Robo-taxi services are gradually debuting in more U.S. cities, though they remain far from mainstream adoption. Waymo’s chief rival, Cruise LLC, the self-driving car startup majority-owned by General Motors, said in September that it plans to expand its robo-taxi business to Phoenix and Austin, Texas, in the coming months, with a target of adding $1 billion in revenue by 2025.

Waymo has priced its service to be competitive with other ride-hailing companies, Chief Product Officer Saswat Panigrahi said in an interview. He added that the margins of the business are improving, in part due to the lower cost of sensors in the latest generation of the company’s technology. The amount of additional testing the company needs to conduct before launching in new markets is also declining, Panigrahi said.

“We are getting better and better at understanding what the cost of operations is,” he said.

As for when the service will begin in L.A., a Waymo spokesperson told Automotive News that there is “no timeline to share now.

“We will take the coming months to continue gathering learnings from our operations and refining the Waymo Driver in the city, and follow our playbook that we’ve developed over multiple past city entries.

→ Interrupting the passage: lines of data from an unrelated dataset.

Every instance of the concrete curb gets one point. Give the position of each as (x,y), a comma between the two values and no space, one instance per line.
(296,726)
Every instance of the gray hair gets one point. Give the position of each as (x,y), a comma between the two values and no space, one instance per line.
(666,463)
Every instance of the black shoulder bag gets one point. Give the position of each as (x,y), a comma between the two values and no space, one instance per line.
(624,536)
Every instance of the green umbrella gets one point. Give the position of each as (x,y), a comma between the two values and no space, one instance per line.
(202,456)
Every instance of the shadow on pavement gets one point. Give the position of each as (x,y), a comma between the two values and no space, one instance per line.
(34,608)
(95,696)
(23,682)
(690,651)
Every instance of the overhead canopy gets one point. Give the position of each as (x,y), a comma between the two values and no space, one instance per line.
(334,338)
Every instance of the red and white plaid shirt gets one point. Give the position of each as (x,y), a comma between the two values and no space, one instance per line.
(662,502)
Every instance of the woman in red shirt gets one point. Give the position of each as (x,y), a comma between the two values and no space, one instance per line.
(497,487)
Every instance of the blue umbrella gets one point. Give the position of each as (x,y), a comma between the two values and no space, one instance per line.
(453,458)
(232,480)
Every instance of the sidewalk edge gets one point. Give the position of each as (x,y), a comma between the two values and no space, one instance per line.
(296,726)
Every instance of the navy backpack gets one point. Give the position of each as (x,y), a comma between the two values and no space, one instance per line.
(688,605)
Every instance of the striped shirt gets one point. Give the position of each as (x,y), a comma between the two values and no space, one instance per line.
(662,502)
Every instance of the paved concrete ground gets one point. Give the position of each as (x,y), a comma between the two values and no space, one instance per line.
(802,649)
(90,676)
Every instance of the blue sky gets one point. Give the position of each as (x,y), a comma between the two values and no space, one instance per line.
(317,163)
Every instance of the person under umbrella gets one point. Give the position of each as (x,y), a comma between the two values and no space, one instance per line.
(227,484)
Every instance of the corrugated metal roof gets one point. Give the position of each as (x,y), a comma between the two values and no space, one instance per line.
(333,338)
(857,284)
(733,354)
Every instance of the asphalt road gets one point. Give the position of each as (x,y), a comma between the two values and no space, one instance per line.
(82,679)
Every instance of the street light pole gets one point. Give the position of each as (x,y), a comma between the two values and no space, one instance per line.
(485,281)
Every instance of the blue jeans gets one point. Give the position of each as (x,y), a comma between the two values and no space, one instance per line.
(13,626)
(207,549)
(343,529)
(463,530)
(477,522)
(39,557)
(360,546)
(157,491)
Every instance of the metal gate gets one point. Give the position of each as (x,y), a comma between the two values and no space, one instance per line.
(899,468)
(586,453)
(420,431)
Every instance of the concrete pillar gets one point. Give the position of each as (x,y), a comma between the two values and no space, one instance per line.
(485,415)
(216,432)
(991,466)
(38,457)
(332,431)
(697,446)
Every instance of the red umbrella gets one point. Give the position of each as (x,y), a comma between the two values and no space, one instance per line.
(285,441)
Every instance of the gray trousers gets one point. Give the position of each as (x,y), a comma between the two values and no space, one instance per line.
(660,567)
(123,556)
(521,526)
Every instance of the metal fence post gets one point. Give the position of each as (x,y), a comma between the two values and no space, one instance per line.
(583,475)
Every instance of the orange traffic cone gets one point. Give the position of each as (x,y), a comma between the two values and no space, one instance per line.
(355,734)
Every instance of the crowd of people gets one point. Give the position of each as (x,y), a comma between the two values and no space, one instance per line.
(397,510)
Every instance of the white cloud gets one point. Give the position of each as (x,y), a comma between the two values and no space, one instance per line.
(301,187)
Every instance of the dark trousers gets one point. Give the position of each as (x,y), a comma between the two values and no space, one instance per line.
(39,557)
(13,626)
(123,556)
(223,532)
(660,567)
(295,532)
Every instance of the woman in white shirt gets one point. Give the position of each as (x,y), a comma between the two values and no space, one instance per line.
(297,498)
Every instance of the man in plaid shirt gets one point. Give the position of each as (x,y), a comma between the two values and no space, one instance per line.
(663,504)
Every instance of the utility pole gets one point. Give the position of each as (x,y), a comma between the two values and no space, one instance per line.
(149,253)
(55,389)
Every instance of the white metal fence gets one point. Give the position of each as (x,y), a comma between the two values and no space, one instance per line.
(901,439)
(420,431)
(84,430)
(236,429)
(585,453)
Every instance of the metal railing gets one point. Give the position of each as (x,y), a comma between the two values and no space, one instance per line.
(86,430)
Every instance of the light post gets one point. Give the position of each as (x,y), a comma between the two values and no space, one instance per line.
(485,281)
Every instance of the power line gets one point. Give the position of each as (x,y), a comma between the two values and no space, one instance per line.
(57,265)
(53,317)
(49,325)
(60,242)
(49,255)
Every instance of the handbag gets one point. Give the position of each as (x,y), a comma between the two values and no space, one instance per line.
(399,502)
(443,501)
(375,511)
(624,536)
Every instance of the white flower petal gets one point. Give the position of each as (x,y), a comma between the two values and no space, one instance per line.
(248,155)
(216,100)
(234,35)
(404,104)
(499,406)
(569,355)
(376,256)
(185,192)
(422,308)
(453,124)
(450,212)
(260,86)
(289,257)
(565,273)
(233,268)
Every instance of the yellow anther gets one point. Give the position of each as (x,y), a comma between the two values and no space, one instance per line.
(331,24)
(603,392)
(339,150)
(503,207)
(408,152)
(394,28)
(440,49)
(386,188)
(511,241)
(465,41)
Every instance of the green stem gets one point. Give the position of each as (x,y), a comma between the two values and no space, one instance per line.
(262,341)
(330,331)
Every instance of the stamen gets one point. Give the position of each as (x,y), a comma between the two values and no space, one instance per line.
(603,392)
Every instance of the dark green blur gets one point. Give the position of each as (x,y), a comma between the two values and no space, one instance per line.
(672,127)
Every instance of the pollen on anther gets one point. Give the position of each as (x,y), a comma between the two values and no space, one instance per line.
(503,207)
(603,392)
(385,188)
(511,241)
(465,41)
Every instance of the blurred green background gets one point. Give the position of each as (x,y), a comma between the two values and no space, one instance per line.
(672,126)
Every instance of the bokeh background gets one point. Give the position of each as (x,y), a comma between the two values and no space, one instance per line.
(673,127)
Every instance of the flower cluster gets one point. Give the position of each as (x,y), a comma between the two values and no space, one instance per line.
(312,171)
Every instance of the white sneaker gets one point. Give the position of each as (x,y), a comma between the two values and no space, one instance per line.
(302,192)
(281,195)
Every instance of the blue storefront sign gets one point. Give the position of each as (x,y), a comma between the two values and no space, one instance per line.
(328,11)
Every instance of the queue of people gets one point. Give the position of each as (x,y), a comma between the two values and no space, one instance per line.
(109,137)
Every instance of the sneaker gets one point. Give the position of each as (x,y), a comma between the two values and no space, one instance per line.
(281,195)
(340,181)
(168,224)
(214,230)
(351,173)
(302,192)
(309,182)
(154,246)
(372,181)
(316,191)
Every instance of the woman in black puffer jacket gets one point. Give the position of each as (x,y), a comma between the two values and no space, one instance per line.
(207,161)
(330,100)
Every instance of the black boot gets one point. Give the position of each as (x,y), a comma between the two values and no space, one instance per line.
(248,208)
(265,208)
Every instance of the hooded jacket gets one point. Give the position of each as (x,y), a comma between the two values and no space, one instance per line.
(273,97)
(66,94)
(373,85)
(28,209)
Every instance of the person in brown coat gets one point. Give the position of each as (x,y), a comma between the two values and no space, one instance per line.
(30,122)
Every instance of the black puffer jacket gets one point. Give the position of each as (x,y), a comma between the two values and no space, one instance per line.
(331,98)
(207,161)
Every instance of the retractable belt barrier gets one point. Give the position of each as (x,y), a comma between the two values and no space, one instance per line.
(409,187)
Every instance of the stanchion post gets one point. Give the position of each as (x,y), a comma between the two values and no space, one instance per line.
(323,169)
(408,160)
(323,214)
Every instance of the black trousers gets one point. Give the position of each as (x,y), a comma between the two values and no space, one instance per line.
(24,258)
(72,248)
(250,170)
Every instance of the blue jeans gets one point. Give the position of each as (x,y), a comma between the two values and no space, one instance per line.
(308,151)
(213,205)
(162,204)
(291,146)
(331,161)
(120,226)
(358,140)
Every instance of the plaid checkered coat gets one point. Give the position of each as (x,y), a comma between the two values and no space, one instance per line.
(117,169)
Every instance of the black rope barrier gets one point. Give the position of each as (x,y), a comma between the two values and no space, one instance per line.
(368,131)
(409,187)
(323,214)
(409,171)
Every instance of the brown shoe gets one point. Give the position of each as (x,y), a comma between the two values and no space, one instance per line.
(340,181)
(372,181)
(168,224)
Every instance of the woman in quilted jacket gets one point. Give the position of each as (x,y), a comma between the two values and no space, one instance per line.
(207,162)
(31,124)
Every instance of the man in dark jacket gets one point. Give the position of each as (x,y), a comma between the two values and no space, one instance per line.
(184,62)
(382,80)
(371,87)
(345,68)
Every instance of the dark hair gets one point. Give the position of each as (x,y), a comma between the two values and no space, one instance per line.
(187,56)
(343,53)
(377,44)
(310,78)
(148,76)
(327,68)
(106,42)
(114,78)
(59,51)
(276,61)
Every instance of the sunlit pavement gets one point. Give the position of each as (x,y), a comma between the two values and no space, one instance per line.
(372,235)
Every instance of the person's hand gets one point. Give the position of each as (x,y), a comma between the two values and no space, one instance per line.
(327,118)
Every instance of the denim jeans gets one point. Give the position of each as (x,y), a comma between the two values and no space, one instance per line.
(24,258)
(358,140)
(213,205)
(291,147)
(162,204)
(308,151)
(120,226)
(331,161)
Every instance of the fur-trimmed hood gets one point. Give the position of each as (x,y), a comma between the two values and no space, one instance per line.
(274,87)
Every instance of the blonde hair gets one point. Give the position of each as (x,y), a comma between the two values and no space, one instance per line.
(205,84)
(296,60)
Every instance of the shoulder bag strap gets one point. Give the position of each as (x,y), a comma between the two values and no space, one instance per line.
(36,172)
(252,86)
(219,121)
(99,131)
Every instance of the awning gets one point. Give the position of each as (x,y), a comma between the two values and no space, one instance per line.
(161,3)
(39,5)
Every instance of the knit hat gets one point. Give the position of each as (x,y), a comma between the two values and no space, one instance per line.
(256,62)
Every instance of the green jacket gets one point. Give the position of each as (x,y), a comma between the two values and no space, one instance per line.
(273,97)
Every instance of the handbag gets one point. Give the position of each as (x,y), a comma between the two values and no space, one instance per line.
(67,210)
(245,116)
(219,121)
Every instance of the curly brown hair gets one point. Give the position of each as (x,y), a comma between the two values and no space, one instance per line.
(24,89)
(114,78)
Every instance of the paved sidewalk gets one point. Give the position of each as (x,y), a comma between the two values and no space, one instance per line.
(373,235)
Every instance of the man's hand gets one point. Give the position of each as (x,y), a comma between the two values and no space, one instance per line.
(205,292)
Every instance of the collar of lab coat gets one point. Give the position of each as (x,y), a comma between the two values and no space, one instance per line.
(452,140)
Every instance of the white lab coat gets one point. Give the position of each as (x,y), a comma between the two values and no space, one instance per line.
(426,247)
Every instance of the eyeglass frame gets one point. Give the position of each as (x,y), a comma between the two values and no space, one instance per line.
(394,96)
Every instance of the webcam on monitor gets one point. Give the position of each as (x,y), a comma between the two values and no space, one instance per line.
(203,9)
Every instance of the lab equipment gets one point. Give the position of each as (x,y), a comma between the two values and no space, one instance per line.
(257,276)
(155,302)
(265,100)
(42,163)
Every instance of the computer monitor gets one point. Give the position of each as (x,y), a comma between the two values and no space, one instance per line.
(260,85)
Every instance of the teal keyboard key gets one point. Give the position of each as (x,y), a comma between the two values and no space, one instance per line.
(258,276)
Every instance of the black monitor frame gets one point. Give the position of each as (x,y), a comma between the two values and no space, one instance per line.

We will ramp up responsibly and with safety in mind every step of the way.

“Our mapping and data collection process is already underway, in which we manually drive our sensor-equipped vehicles down the streets, so our sensors can capture features of the new environment, such as crosswalks, road edges, curb heights, boundary paint, intersections and more; features that are not typically in maps used by people to navigate the road. We put those maps through quality control testing, before using them to guide our vehicles in simulation and also driving in the real world, which we’ll begin in the coming months ahead.”